- Film poster
- Directed by: Vladimir Perišić
- Written by: Vladimir Perisic Alice Winocour
- Produced by: Anthony Doncque Pierre-Alain Meier Miroslav Mogorovich Nadezda Perišić Vladimir Perišić Miléna Poylo Gilles Sacuto Szabolcs Tolnai
- Starring: Relja Popović Boris Isaković Miroslav Stevanović
- Cinematography: Simon Beaufils
- Edited by: Martial Salomon
- Production company: TS Productions
- Distributed by: Pyramide Distribution (France)
- Release dates: 15 May 2009 (Cannes); 26 August 2009 (France);
- Running time: 80 minutes
- Countries: France Serbia Netherlands Switzerland
- Language: Serbian

= Ordinary People (2009 film) =

Ordinary People is a 2009 French and Serbian film directed by Vladimir Perišić, starring Relja Popović, Boris Isaković, and Miroslav Stevanivić. Director Vladimir Perišić tells the story of a soldier faced with mission of executing prisoners in an unspecified place and time. It is Perišić's first feature film. The film has won several awards from various film festivals.

==Plot==
The film follows a hot summer day in the life of Dzoni (Relja Popović), a twenty-year-old recruit, who is sent to an abandoned farm on an unknown mission. The soldiers wait to battle unnamed terrorists, but instead, a bus full of prisoners arrives at the barracks. The commander orders the soldiers to execute the prisoners. At first, Dzoni is shocked by the cruel killings, but as more prisoners arrive, he begins to enjoy the executions.

==Cast==
- Relja Popović as Dzoni
- Boris Isaković as Kouki
- Miroslav Stevanović as Ivan
- Miroslav Isaković as Micha

==Release==
The film was theatrically released in France on 26 August 2009.

===Film festivals===
The film had its world premiere in the Critics' Week section at the 2009 Cannes Film Festival on 15 May 2009. It was also featured in the 2009 Sarajevo Film Festival where it won the Heart of Sarajevo Award for Best Film.
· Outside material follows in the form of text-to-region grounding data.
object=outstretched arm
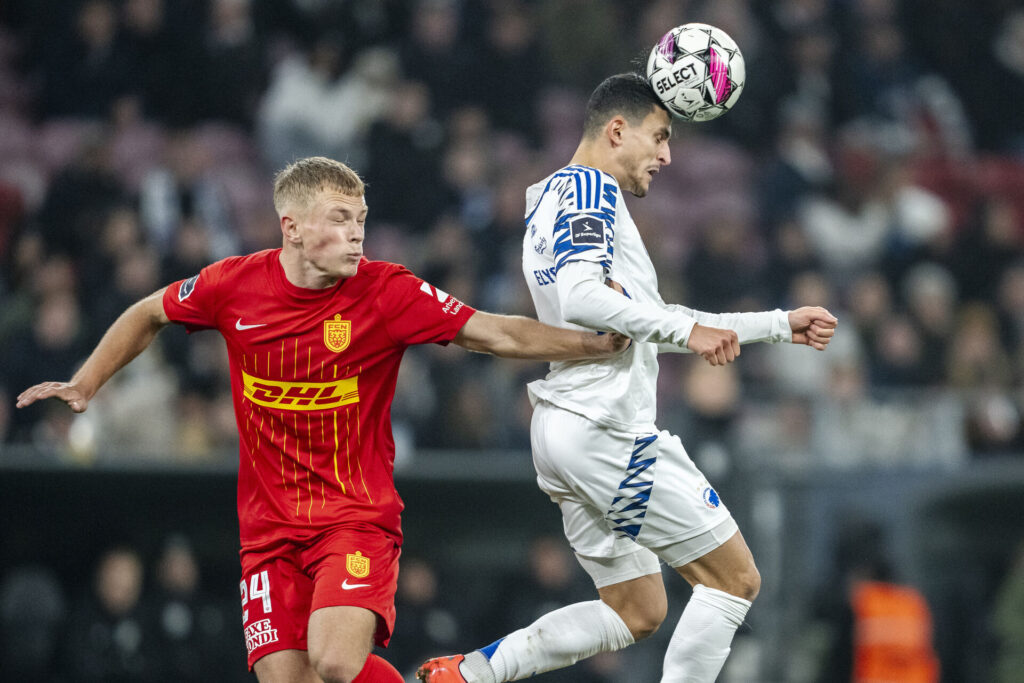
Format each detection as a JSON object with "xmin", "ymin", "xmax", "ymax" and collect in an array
[
  {"xmin": 16, "ymin": 289, "xmax": 171, "ymax": 413},
  {"xmin": 566, "ymin": 264, "xmax": 837, "ymax": 365},
  {"xmin": 452, "ymin": 310, "xmax": 630, "ymax": 360}
]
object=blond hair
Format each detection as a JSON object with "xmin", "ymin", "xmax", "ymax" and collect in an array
[{"xmin": 273, "ymin": 156, "xmax": 365, "ymax": 215}]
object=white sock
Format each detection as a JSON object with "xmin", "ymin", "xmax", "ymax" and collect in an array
[
  {"xmin": 661, "ymin": 584, "xmax": 751, "ymax": 683},
  {"xmin": 460, "ymin": 599, "xmax": 635, "ymax": 682}
]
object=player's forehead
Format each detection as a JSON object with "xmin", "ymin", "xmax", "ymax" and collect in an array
[
  {"xmin": 315, "ymin": 188, "xmax": 367, "ymax": 214},
  {"xmin": 640, "ymin": 107, "xmax": 672, "ymax": 138}
]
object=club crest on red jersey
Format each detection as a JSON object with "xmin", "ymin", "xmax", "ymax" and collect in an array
[
  {"xmin": 324, "ymin": 314, "xmax": 351, "ymax": 352},
  {"xmin": 346, "ymin": 551, "xmax": 370, "ymax": 578}
]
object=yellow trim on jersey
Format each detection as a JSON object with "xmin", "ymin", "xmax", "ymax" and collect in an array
[{"xmin": 242, "ymin": 370, "xmax": 359, "ymax": 411}]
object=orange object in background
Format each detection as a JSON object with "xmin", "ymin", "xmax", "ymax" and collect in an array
[{"xmin": 852, "ymin": 581, "xmax": 941, "ymax": 683}]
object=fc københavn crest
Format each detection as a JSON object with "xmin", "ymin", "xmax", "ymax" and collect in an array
[{"xmin": 324, "ymin": 314, "xmax": 351, "ymax": 352}]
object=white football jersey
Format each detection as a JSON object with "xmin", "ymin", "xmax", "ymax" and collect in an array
[
  {"xmin": 523, "ymin": 164, "xmax": 663, "ymax": 431},
  {"xmin": 522, "ymin": 164, "xmax": 791, "ymax": 432}
]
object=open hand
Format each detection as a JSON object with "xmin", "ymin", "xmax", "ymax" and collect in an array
[
  {"xmin": 789, "ymin": 306, "xmax": 838, "ymax": 351},
  {"xmin": 16, "ymin": 382, "xmax": 89, "ymax": 413},
  {"xmin": 687, "ymin": 323, "xmax": 740, "ymax": 366}
]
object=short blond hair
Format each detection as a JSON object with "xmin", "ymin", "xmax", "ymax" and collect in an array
[{"xmin": 273, "ymin": 156, "xmax": 365, "ymax": 214}]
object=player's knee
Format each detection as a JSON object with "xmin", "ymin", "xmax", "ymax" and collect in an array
[
  {"xmin": 734, "ymin": 563, "xmax": 761, "ymax": 602},
  {"xmin": 621, "ymin": 596, "xmax": 667, "ymax": 641},
  {"xmin": 628, "ymin": 610, "xmax": 665, "ymax": 641},
  {"xmin": 309, "ymin": 651, "xmax": 363, "ymax": 683}
]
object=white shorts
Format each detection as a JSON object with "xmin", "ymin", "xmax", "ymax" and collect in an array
[{"xmin": 531, "ymin": 401, "xmax": 738, "ymax": 588}]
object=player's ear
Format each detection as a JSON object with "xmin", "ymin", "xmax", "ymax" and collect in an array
[
  {"xmin": 281, "ymin": 214, "xmax": 301, "ymax": 243},
  {"xmin": 606, "ymin": 116, "xmax": 627, "ymax": 148}
]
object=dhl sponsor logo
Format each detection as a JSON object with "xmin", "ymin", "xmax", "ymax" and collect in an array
[{"xmin": 242, "ymin": 370, "xmax": 358, "ymax": 411}]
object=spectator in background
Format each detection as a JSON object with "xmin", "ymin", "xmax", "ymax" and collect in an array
[
  {"xmin": 257, "ymin": 37, "xmax": 396, "ymax": 171},
  {"xmin": 160, "ymin": 216, "xmax": 218, "ymax": 284},
  {"xmin": 390, "ymin": 557, "xmax": 462, "ymax": 677},
  {"xmin": 946, "ymin": 303, "xmax": 1013, "ymax": 390},
  {"xmin": 797, "ymin": 132, "xmax": 952, "ymax": 289},
  {"xmin": 203, "ymin": 0, "xmax": 264, "ymax": 128},
  {"xmin": 758, "ymin": 100, "xmax": 834, "ymax": 229},
  {"xmin": 91, "ymin": 246, "xmax": 162, "ymax": 336},
  {"xmin": 77, "ymin": 207, "xmax": 145, "ymax": 323},
  {"xmin": 399, "ymin": 0, "xmax": 481, "ymax": 118},
  {"xmin": 3, "ymin": 287, "xmax": 90, "ymax": 445},
  {"xmin": 442, "ymin": 107, "xmax": 497, "ymax": 232},
  {"xmin": 0, "ymin": 565, "xmax": 66, "ymax": 683},
  {"xmin": 138, "ymin": 129, "xmax": 239, "ymax": 261},
  {"xmin": 477, "ymin": 2, "xmax": 544, "ymax": 142},
  {"xmin": 35, "ymin": 132, "xmax": 126, "ymax": 260},
  {"xmin": 37, "ymin": 0, "xmax": 132, "ymax": 120},
  {"xmin": 684, "ymin": 210, "xmax": 764, "ymax": 313},
  {"xmin": 807, "ymin": 517, "xmax": 939, "ymax": 683},
  {"xmin": 120, "ymin": 0, "xmax": 205, "ymax": 128},
  {"xmin": 951, "ymin": 197, "xmax": 1023, "ymax": 303},
  {"xmin": 364, "ymin": 81, "xmax": 447, "ymax": 233},
  {"xmin": 868, "ymin": 314, "xmax": 930, "ymax": 387},
  {"xmin": 63, "ymin": 547, "xmax": 156, "ymax": 683},
  {"xmin": 760, "ymin": 219, "xmax": 823, "ymax": 304},
  {"xmin": 996, "ymin": 262, "xmax": 1024, "ymax": 370},
  {"xmin": 150, "ymin": 535, "xmax": 245, "ymax": 682},
  {"xmin": 902, "ymin": 262, "xmax": 958, "ymax": 385},
  {"xmin": 758, "ymin": 270, "xmax": 855, "ymax": 399},
  {"xmin": 538, "ymin": 0, "xmax": 625, "ymax": 88}
]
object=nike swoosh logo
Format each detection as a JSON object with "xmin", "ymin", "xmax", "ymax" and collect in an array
[
  {"xmin": 341, "ymin": 579, "xmax": 371, "ymax": 590},
  {"xmin": 236, "ymin": 319, "xmax": 268, "ymax": 331}
]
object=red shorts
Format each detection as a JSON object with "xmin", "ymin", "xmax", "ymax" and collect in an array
[{"xmin": 238, "ymin": 526, "xmax": 401, "ymax": 670}]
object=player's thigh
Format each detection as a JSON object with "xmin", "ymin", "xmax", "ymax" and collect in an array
[
  {"xmin": 630, "ymin": 430, "xmax": 736, "ymax": 550},
  {"xmin": 670, "ymin": 529, "xmax": 761, "ymax": 601},
  {"xmin": 303, "ymin": 525, "xmax": 401, "ymax": 648},
  {"xmin": 241, "ymin": 556, "xmax": 315, "ymax": 671},
  {"xmin": 253, "ymin": 649, "xmax": 319, "ymax": 683}
]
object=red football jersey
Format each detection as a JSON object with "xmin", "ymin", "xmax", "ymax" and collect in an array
[{"xmin": 162, "ymin": 249, "xmax": 475, "ymax": 553}]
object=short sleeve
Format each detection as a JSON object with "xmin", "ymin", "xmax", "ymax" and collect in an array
[
  {"xmin": 551, "ymin": 166, "xmax": 616, "ymax": 274},
  {"xmin": 377, "ymin": 266, "xmax": 477, "ymax": 346},
  {"xmin": 162, "ymin": 262, "xmax": 222, "ymax": 332}
]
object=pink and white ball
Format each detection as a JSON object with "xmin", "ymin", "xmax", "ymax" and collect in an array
[{"xmin": 645, "ymin": 23, "xmax": 746, "ymax": 122}]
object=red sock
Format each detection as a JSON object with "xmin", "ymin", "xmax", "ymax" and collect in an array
[{"xmin": 352, "ymin": 653, "xmax": 403, "ymax": 682}]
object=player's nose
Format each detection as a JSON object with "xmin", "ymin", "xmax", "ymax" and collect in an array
[{"xmin": 660, "ymin": 143, "xmax": 671, "ymax": 166}]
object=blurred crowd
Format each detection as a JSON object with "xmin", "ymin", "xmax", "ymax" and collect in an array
[
  {"xmin": 0, "ymin": 536, "xmax": 247, "ymax": 683},
  {"xmin": 0, "ymin": 0, "xmax": 1023, "ymax": 473}
]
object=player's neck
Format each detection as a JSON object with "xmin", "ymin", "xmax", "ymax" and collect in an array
[
  {"xmin": 279, "ymin": 248, "xmax": 343, "ymax": 290},
  {"xmin": 570, "ymin": 141, "xmax": 623, "ymax": 187}
]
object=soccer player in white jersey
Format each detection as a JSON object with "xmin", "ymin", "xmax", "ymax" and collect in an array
[{"xmin": 418, "ymin": 73, "xmax": 838, "ymax": 683}]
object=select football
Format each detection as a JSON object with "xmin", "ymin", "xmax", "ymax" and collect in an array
[{"xmin": 645, "ymin": 23, "xmax": 745, "ymax": 122}]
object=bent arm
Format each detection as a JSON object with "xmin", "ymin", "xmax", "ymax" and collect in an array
[
  {"xmin": 16, "ymin": 289, "xmax": 172, "ymax": 412},
  {"xmin": 452, "ymin": 310, "xmax": 626, "ymax": 360},
  {"xmin": 557, "ymin": 261, "xmax": 698, "ymax": 346},
  {"xmin": 656, "ymin": 304, "xmax": 791, "ymax": 353},
  {"xmin": 557, "ymin": 261, "xmax": 792, "ymax": 356}
]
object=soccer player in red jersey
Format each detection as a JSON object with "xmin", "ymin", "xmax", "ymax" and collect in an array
[{"xmin": 17, "ymin": 157, "xmax": 629, "ymax": 683}]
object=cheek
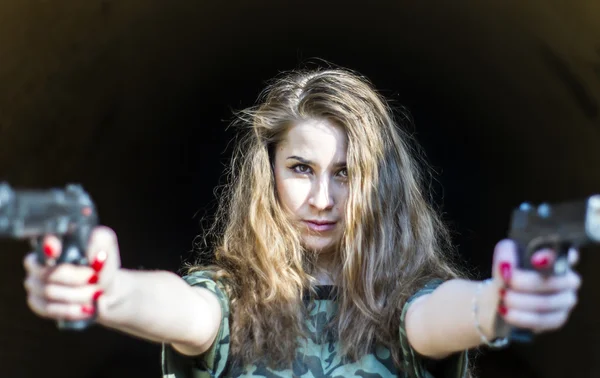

Relja Popović won the Best Actor award. The film also won the Cineuropa Prize for Best European film in the Miami International Film Festival in 2010. The film received a special mention in the 2010 Trieste Film Festival.

==Themes==
The film deals with the banality of violence. The soldiers are ordered to kill the prisoners, but they are never given a reason. They become used to the killings, losing their morality and conscience. The juxtaposition of the idyllic countryside setting and the senseless murders give the movie a sense of absurdity. The jury from the 2009 Sarajevo Film Festival emphasized "the universal pattern of abuse of male youth through the military structure".

==Development==
The director lived in Belgrade during the Yugoslav Wars, where "the violence was omnipresent in our lives but indirectly". The film, however, does not directly state the setting, leaving the audience to decide where the film takes place. Perišić stated that the film portrays how brutal acts, like those in the Yugoslav Wars, were not committed by "monsters" but rather "ordinary men". The director describes the film as "some kind of laboratory experiment". The film did not hire professional actors, and the script was written as the filming occurred. Filming took place in order, which is unusual for most movies.

==Reception==
Critics praise the film for its minimalism, contrasting it with the film's brutal themes. The film has been compared to Albert Camus's existentialist novels.